Chinas Staatschef Xi Jinping setzt auf die Aktivierung "neuer Produktivkräfte", um sein Land aus der Wirtschaftsflaute herauszuführen. Aber was ist mit dem neuen Slogan gemeint? Und was ist neu daran?

Produktion eines digitalen Teaching Boards in einer Fabrik in Lianyungang in der Provinz Jiangsu
Vorfahrt für Hightech: Produktion eines digitalen Teaching Boards Bild: STR/AFP/Getty Images

Seit Wochen berichten Chinas staatlich kontrollierte Medien über Xi Jinpings neueste Idee, um die Wirtschaft der Volksrepublik anzukurbeln.
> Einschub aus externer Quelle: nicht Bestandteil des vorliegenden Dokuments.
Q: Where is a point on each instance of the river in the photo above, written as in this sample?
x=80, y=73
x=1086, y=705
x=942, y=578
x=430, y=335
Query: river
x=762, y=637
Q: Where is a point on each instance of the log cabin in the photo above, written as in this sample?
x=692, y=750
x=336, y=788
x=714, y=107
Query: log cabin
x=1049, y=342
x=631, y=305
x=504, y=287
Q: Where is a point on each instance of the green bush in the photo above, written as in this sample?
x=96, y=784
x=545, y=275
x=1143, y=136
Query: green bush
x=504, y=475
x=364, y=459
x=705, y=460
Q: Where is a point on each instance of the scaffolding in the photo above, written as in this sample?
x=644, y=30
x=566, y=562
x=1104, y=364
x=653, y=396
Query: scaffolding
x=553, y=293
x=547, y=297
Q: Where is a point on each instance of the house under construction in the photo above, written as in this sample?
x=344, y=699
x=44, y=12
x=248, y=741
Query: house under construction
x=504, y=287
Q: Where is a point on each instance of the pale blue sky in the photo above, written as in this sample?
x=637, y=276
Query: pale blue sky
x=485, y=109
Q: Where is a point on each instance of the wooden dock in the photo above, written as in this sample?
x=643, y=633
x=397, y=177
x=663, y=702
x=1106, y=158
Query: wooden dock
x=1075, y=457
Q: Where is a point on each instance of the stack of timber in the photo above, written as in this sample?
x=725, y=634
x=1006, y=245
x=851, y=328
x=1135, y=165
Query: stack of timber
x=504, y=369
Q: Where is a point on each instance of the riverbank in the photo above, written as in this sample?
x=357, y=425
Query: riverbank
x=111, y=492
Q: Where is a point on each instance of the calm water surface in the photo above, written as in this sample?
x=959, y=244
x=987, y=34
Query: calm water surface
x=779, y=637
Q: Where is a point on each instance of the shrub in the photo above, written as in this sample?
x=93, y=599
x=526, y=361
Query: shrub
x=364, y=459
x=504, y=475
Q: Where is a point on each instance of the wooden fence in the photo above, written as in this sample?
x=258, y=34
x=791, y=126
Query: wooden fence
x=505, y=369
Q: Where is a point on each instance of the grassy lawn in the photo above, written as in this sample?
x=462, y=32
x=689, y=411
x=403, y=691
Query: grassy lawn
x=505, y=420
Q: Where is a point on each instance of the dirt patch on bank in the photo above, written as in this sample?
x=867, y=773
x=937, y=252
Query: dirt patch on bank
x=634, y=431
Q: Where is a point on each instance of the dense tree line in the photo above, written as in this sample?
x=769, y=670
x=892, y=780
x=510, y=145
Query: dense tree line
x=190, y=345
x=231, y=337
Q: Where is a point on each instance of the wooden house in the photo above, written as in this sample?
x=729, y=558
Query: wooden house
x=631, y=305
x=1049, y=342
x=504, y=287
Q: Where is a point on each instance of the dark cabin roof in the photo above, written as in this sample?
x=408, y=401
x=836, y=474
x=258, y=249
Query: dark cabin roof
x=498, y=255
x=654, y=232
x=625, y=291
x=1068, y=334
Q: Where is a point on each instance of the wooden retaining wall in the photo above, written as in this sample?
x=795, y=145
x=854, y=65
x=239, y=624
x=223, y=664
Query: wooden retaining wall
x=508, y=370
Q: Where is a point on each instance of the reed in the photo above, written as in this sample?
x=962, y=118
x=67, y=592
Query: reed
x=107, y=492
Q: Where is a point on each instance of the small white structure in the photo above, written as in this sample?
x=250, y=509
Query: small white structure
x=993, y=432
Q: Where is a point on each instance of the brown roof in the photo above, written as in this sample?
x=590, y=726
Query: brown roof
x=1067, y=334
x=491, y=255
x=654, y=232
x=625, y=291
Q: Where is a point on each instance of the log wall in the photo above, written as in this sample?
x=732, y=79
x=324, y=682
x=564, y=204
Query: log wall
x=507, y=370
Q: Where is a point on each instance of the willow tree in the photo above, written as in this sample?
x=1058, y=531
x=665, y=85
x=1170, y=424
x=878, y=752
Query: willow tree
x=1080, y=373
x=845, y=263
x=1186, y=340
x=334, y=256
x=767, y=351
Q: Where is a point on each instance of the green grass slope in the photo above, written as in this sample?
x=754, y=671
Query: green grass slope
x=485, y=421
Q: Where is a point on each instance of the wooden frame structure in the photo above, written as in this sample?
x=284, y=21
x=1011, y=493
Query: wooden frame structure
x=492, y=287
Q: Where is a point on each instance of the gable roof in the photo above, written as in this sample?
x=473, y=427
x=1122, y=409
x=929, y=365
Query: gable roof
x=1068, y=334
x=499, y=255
Mit der Aktivierung "neuer Produktivkräfte" will der Staats- und Parteichef beim Wettrennen um Zukunfts-Technologien aufs Tempo drücken und zunehmend unabhängiger vom Rest der Welt werden.

Der Begriff der Produktionskräfte ist ein Rückgriff auf die marxistische Wirtschaftstheorie aus dem 19. Jahrhundert, mit dem natürliche Ressourcen, Arbeitskräfte, Produktionsmittel und technisches Wissen einer Volkswirtschaft definiert werden.

"Die politische Führung in China spricht in jüngerer Vergangenheit häufig von 'neuen Produktivkräften', die es zu entwickeln gelte, um auch in der Zukunft ein starkes Wirtschaftswachstum zu ermöglichen", umschreibt die Parteizeitung China Daily die neue Marschrichtung Xi Jinpings, der das Land seit elf Jahren führt. "Diese fußen, anders als traditionelle Produktionsmittel wie Arbeit und Kapital, vor allem auf technologischen Innovationen."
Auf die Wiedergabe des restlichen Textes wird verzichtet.